Author: Deb Biggs Thomas
Publisher:
Published: 2005
Total Pages: 188
ISBN-13:
DOWNLOAD EBOOKAuthor: Toby Fulwiler
Publisher:
Published: 1982
Total Pages: 212
ISBN-13:
DOWNLOAD EBOOKIntended for use by college and university educators, this book contains theoretical ideas and practical activities designed to enhance and promote writing across the curriculum programs. Topics discussed in the 12 major chapters are (1) conceptual frameworks of the cross writing program; (2) journal writing across the curriculum; (3) writing and problem solving; (4) assigning and evaluating transactional writing; (5) audience and purpose in writing; (6) the poetic function of language; (7) using narration to shape experience; (8) readers and expressive language; (9) what every educator should know about reading research; (10) reconciling readers and texts; (11) peer critiques, teacher student conferences, and essay evaluation as a means of responding to student writing; and (12) the role of the writing laboratory. A concluding chapter provides a select bibliography on language and learning across the curriculum. (FL)
Author: Lisa R. Lattuca
Publisher: Vanderbilt University Press
Published: 2001
Total Pages: 310
ISBN-13: 9780826513830
DOWNLOAD EBOOKInterdisciplinarity, a favorite buzzword of faculty and administrators, has been appropriated to describe so many academic pursuits that it is virtually meaningless.
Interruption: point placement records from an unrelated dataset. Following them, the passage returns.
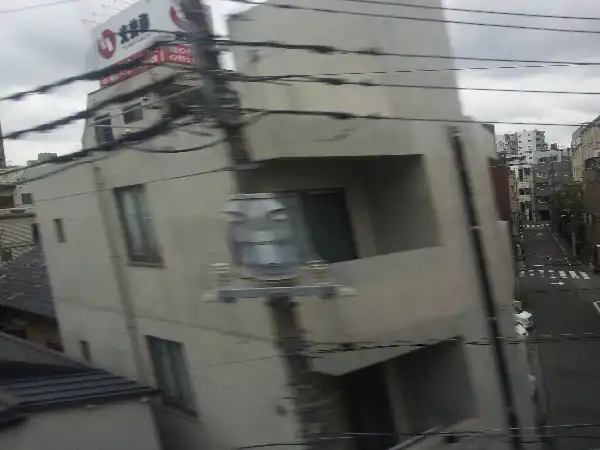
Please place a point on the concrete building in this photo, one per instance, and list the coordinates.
(525, 179)
(130, 238)
(585, 144)
(549, 178)
(527, 143)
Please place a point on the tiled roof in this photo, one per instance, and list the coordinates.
(24, 284)
(68, 390)
(34, 378)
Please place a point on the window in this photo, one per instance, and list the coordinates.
(171, 373)
(27, 199)
(7, 201)
(103, 129)
(5, 254)
(59, 230)
(133, 113)
(138, 226)
(323, 225)
(86, 351)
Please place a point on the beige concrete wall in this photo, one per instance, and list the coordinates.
(119, 426)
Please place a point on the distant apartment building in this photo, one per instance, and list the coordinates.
(585, 144)
(549, 178)
(130, 240)
(527, 143)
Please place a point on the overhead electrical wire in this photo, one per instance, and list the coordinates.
(332, 50)
(413, 18)
(91, 111)
(342, 115)
(469, 10)
(338, 81)
(38, 6)
(93, 75)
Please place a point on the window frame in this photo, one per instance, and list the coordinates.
(303, 230)
(59, 230)
(6, 254)
(86, 351)
(158, 350)
(103, 128)
(131, 110)
(151, 254)
(26, 195)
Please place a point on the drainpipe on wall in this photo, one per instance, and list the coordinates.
(108, 218)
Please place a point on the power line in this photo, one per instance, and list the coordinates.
(38, 6)
(89, 112)
(341, 115)
(352, 346)
(469, 10)
(338, 81)
(385, 72)
(332, 50)
(93, 75)
(413, 18)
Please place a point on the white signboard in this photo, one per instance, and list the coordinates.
(134, 30)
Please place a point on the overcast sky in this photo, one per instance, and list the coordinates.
(51, 43)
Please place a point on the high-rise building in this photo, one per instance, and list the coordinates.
(528, 143)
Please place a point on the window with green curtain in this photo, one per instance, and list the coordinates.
(171, 373)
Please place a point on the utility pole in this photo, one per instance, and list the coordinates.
(268, 249)
(488, 302)
(216, 95)
(265, 249)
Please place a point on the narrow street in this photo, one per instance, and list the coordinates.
(553, 289)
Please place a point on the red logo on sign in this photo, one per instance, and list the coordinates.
(107, 44)
(176, 17)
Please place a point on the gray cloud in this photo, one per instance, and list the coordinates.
(533, 45)
(52, 43)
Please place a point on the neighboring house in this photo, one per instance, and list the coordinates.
(585, 145)
(18, 229)
(51, 402)
(549, 178)
(130, 239)
(26, 306)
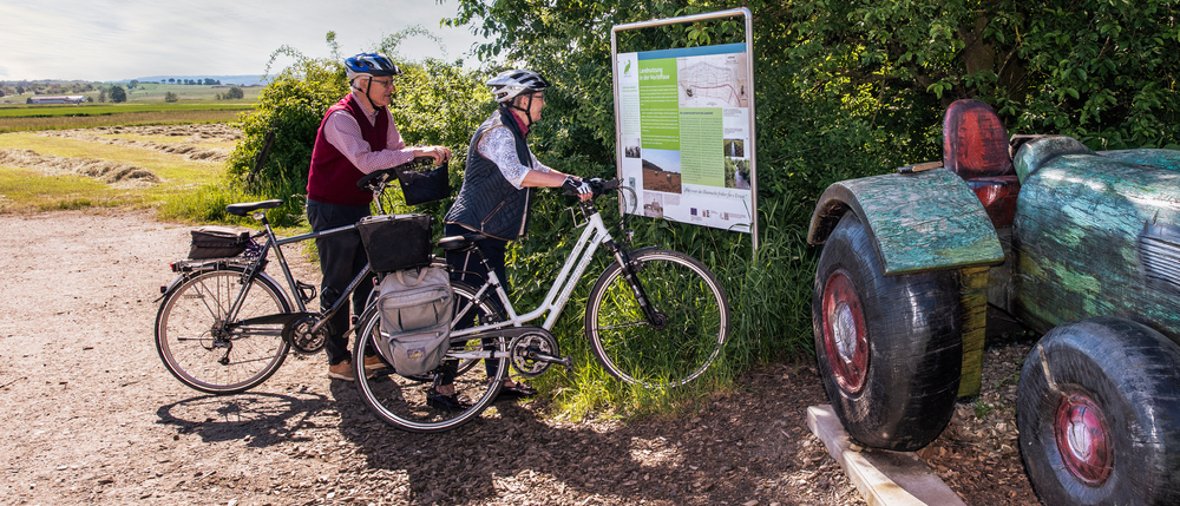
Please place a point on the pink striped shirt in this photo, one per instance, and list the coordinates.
(342, 131)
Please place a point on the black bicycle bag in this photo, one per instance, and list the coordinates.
(217, 242)
(397, 242)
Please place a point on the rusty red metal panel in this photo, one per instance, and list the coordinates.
(975, 143)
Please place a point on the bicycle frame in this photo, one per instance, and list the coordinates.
(576, 263)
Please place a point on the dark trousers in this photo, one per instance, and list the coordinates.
(341, 256)
(466, 267)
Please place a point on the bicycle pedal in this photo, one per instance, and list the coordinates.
(306, 291)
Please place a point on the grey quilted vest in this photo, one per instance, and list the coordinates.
(487, 203)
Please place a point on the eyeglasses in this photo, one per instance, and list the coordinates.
(382, 83)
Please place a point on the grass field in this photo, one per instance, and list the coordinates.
(153, 93)
(19, 118)
(27, 190)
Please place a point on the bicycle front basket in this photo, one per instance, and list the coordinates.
(217, 242)
(397, 242)
(423, 183)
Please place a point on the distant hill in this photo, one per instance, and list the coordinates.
(237, 80)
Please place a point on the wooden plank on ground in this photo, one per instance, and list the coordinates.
(883, 477)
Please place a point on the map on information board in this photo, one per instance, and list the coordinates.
(684, 127)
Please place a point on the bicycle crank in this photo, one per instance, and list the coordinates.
(299, 334)
(532, 353)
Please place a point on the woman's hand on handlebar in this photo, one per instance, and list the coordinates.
(577, 186)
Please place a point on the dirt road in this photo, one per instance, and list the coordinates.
(90, 415)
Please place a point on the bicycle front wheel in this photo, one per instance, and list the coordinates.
(204, 353)
(681, 334)
(404, 401)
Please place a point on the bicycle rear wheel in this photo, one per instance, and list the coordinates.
(690, 328)
(401, 401)
(197, 350)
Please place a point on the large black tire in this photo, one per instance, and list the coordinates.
(1099, 415)
(889, 347)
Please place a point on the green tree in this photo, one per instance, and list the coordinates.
(118, 94)
(844, 89)
(234, 93)
(437, 103)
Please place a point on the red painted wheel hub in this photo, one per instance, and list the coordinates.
(845, 336)
(1083, 439)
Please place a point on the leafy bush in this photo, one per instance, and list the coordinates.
(437, 103)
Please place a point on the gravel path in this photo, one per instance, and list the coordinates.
(90, 415)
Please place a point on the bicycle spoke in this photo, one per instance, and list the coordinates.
(200, 304)
(694, 320)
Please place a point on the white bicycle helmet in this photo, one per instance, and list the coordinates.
(511, 84)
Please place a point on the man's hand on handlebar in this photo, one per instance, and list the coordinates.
(440, 155)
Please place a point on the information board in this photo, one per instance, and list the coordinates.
(684, 127)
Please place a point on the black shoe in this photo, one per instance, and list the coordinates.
(518, 391)
(446, 402)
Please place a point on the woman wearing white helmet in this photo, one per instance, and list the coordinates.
(496, 195)
(356, 137)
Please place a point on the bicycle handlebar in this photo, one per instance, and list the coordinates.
(597, 185)
(375, 179)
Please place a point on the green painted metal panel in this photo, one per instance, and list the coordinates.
(920, 222)
(1166, 159)
(1083, 240)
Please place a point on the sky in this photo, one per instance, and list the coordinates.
(105, 40)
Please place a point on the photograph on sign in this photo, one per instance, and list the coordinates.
(683, 120)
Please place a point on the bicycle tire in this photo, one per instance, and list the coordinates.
(634, 350)
(187, 320)
(400, 401)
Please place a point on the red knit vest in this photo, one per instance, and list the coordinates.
(332, 178)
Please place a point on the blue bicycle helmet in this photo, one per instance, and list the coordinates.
(369, 64)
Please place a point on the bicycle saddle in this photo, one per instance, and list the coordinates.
(459, 243)
(246, 208)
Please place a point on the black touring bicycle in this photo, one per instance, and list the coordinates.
(654, 317)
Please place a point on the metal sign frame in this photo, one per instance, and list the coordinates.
(749, 71)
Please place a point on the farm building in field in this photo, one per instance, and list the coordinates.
(57, 99)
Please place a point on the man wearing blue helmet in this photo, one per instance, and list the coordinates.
(356, 137)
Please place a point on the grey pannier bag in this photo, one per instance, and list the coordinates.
(415, 308)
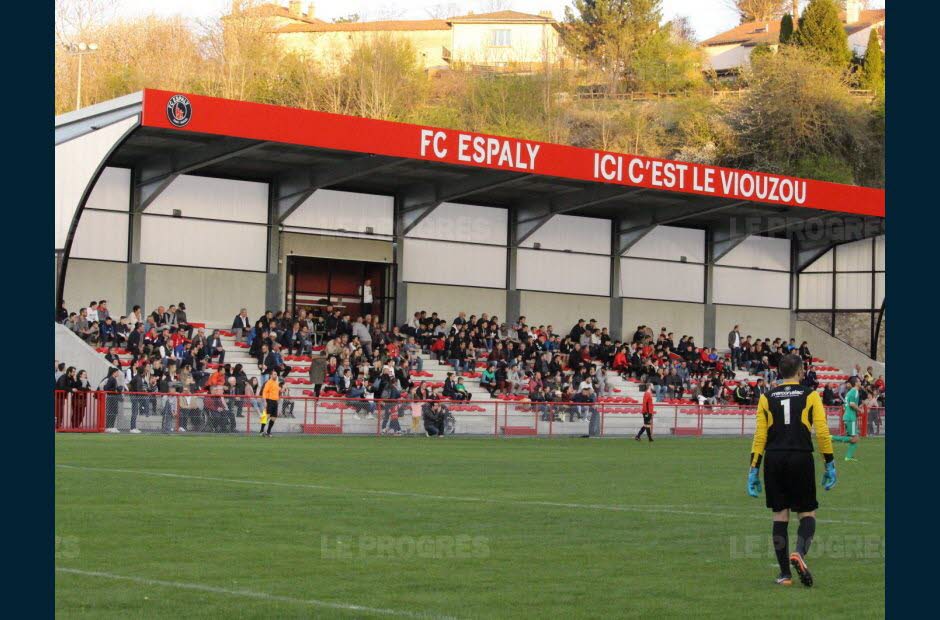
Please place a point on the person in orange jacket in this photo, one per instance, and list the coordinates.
(647, 412)
(271, 392)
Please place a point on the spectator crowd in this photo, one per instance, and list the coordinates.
(362, 357)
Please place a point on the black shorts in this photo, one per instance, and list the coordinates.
(790, 481)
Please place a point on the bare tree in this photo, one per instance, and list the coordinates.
(76, 18)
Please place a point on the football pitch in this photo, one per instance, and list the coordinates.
(291, 527)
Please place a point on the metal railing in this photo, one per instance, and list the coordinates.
(224, 414)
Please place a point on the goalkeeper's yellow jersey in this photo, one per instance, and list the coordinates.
(786, 419)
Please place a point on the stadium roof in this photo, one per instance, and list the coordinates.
(300, 151)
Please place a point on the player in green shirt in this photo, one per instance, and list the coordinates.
(850, 418)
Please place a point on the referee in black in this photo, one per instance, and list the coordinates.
(786, 419)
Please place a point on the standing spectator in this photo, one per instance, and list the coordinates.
(734, 343)
(181, 321)
(241, 325)
(365, 292)
(66, 385)
(107, 333)
(361, 331)
(214, 346)
(113, 386)
(809, 379)
(488, 379)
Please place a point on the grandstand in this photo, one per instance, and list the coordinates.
(228, 204)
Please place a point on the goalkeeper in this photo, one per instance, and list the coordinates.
(850, 420)
(786, 418)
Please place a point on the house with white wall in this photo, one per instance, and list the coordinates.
(497, 40)
(731, 50)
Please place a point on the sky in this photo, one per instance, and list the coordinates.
(708, 17)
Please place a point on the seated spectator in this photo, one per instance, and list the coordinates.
(214, 346)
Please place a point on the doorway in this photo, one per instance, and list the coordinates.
(315, 283)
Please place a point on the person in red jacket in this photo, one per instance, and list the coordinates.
(647, 412)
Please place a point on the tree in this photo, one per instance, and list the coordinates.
(873, 67)
(799, 118)
(758, 10)
(609, 33)
(243, 55)
(821, 29)
(786, 29)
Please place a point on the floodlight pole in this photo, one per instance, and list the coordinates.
(80, 49)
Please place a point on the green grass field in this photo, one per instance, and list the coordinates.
(170, 526)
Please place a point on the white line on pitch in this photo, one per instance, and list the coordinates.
(198, 587)
(451, 498)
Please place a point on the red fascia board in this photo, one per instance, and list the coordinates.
(257, 121)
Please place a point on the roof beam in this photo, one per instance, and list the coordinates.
(420, 201)
(157, 174)
(532, 215)
(851, 229)
(296, 187)
(636, 227)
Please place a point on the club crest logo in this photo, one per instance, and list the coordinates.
(179, 110)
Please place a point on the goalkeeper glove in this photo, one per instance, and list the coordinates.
(829, 478)
(753, 483)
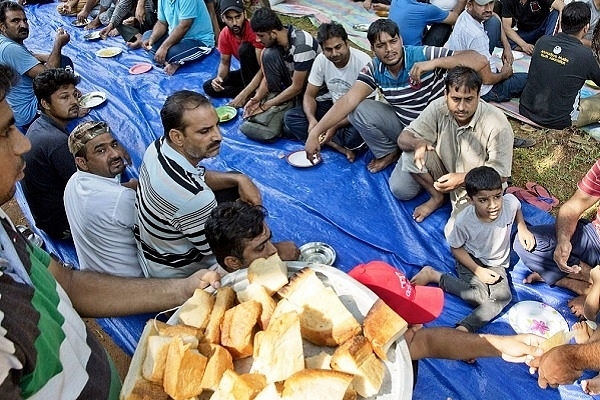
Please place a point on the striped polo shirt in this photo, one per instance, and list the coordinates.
(408, 101)
(173, 202)
(46, 351)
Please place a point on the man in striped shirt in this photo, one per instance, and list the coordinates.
(408, 77)
(565, 250)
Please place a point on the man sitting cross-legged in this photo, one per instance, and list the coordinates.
(452, 135)
(336, 68)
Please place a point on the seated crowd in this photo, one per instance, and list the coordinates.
(420, 106)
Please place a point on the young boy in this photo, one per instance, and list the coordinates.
(480, 243)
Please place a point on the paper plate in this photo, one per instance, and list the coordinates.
(537, 318)
(317, 252)
(92, 99)
(226, 113)
(140, 68)
(108, 52)
(298, 159)
(93, 36)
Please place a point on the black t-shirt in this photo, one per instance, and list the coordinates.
(559, 67)
(530, 15)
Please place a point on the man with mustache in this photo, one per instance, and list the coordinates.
(14, 30)
(237, 40)
(175, 194)
(49, 163)
(101, 209)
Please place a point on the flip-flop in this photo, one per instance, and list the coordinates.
(542, 193)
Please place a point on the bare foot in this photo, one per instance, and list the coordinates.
(591, 386)
(576, 305)
(171, 68)
(424, 210)
(581, 332)
(425, 276)
(533, 277)
(379, 164)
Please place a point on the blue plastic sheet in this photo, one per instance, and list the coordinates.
(337, 202)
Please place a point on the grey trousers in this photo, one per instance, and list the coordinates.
(489, 300)
(378, 125)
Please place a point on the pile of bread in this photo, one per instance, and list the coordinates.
(251, 344)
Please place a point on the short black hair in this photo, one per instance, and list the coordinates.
(574, 17)
(171, 113)
(482, 178)
(265, 20)
(49, 81)
(232, 224)
(330, 30)
(9, 6)
(382, 25)
(460, 76)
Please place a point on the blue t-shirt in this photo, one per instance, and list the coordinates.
(21, 97)
(173, 11)
(413, 17)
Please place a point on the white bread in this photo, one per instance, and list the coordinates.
(196, 310)
(135, 387)
(320, 361)
(383, 326)
(238, 328)
(270, 273)
(224, 300)
(183, 370)
(356, 357)
(278, 351)
(318, 384)
(219, 361)
(257, 292)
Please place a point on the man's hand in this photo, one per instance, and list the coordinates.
(449, 182)
(555, 367)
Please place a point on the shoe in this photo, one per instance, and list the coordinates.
(523, 142)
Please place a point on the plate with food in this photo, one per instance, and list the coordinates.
(305, 368)
(317, 252)
(537, 318)
(140, 68)
(226, 113)
(92, 99)
(300, 160)
(108, 52)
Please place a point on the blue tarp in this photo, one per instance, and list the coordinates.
(336, 202)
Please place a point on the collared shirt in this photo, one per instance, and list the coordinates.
(173, 202)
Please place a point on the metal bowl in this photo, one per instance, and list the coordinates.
(317, 252)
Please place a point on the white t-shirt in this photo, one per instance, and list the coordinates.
(338, 80)
(101, 214)
(487, 241)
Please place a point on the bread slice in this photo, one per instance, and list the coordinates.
(278, 351)
(356, 357)
(268, 272)
(238, 328)
(318, 384)
(196, 310)
(135, 387)
(257, 292)
(224, 300)
(183, 370)
(383, 326)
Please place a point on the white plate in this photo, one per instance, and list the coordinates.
(537, 318)
(92, 99)
(358, 299)
(108, 52)
(298, 159)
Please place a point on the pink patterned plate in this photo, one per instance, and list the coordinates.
(537, 318)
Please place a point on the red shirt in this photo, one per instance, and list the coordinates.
(590, 185)
(229, 44)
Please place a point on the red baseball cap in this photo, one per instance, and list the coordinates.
(416, 304)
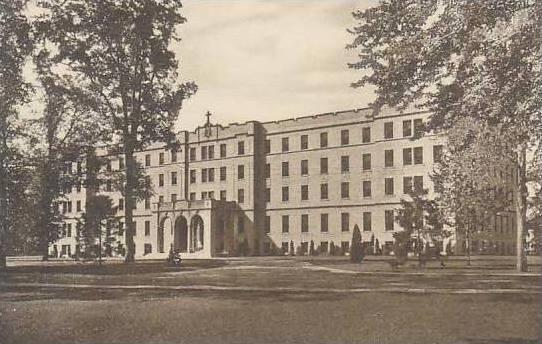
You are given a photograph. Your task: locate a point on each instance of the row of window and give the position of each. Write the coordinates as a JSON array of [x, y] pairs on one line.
[[409, 184], [305, 225], [345, 135]]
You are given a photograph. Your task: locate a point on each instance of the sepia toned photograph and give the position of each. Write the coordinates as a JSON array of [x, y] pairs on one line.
[[270, 171]]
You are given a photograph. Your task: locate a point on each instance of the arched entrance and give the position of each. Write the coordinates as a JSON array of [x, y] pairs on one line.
[[165, 225], [180, 237], [196, 233]]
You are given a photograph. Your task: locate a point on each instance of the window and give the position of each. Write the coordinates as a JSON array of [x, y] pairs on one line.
[[367, 221], [366, 187], [366, 161], [323, 165], [418, 127], [323, 191], [418, 155], [437, 153], [147, 228], [345, 164], [223, 173], [323, 140], [324, 223], [304, 223], [407, 156], [285, 169], [241, 224], [285, 223], [388, 186], [285, 144], [268, 224], [407, 128], [304, 192], [345, 139], [304, 141], [211, 175], [388, 130], [366, 135], [345, 190], [285, 194], [345, 246], [388, 158], [345, 222], [388, 220], [192, 176], [211, 152], [160, 180], [304, 167], [407, 185], [418, 183]]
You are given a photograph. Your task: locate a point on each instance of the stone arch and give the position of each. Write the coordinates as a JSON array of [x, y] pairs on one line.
[[197, 229], [180, 235]]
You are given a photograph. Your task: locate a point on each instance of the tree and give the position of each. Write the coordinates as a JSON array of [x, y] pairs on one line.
[[459, 59], [476, 172], [119, 53], [356, 249], [420, 218], [15, 47], [98, 227]]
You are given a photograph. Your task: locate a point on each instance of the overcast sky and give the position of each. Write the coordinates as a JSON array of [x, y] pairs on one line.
[[267, 59]]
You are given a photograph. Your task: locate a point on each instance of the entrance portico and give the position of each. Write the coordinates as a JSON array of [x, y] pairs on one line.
[[196, 229]]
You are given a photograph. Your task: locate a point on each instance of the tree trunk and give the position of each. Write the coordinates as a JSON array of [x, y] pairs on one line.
[[520, 204], [129, 201]]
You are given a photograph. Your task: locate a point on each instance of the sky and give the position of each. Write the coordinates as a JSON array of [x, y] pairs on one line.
[[267, 60]]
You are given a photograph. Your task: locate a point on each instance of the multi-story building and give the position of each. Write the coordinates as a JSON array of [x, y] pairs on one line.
[[263, 187]]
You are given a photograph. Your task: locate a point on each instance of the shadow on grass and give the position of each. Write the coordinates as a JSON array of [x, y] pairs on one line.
[[24, 294], [503, 341], [114, 268]]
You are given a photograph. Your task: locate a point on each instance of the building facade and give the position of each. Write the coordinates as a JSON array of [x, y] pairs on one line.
[[262, 188]]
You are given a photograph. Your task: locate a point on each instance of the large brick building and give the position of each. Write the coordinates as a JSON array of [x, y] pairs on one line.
[[261, 187]]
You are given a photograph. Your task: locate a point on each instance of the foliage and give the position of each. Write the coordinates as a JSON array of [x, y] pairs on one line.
[[98, 228], [15, 47], [462, 59], [119, 53], [356, 248]]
With a writing style that is accessible, fluid, and engaging, Lisa Lattuca remedies this confusion with an original conceptualization of interdisciplinarity based on interviews with faculty who are engaged in its practice. Whether exploring the connections between apparently related disciplines, such as English and women's studies, or such seemingly disparate fields as economics and theology, Lattuca moves away from previous definitions based on the degrees of integration across disciplines and instead focuses on the nature of the inquiry behind the work. She organizes her findings around the processes through which faculty pursue interdisciplinarity, the contexts (institutional, departmental, and disciplinary) in which faculty are working, and the ways in which those contexts relate to and affect the interdisciplinary work. Her findings result in useful suggestions for individuals concerned with the meaning of faculty work, the role and impact of disciplines in academe today, and the kinds of issues that should guide the evaluation of faculty scholarship.
Author: Chris Thaiss
Publisher: Parlor Press LLC
Published: 2012-07-30
Total Pages: 323
ISBN-13: 1602353468
DOWNLOAD EBOOKWRITING PROGRAMS WORLDWIDE offers an important global perspective to the growing research literature in the shaping of writing programs. The authors of its program profiles show how innovators at a diverse range of universities on six continents have dealt creatively over many years with day-to-day and long-range issues affecting how students across disciplines and languages grow as communicators and learners.